What I mean by that is some companies will work off what a persons current circumstances are and not take into account any change in circumstances that will definitely happen within the 5 years.
What that means is that the IVA may be initially accepted by the creditors, but a couple of years down the line the IVA could fail, which would mean to the IVA was not the best option and could lead the person into bankruptcy.

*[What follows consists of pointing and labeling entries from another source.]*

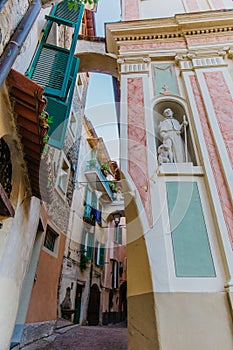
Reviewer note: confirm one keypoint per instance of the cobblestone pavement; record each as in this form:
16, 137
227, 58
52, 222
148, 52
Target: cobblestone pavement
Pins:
90, 338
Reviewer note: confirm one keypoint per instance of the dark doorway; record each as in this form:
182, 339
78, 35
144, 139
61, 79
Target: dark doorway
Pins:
78, 299
94, 306
123, 301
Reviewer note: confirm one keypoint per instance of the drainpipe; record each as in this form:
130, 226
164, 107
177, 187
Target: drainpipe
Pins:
14, 46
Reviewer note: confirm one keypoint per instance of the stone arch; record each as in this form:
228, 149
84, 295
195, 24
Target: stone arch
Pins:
179, 107
98, 62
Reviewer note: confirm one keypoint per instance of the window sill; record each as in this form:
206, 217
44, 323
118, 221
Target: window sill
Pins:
180, 169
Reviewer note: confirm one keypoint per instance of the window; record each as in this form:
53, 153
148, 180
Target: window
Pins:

In addition to this my view is that some companies will advise an IVA is the best option and take around 6 months to take it to the meeting of creditors, meaning that the individual may have made around 6 payments into the IVA, then when it gets to the creditors they would reject the IVA, and the company knew that the IVA would not be accepted by the creditors anyway, this means that although money paid into the IVA if taken further could be refunded, but generally the company will keep the money, putting the person in a worse position than when they started.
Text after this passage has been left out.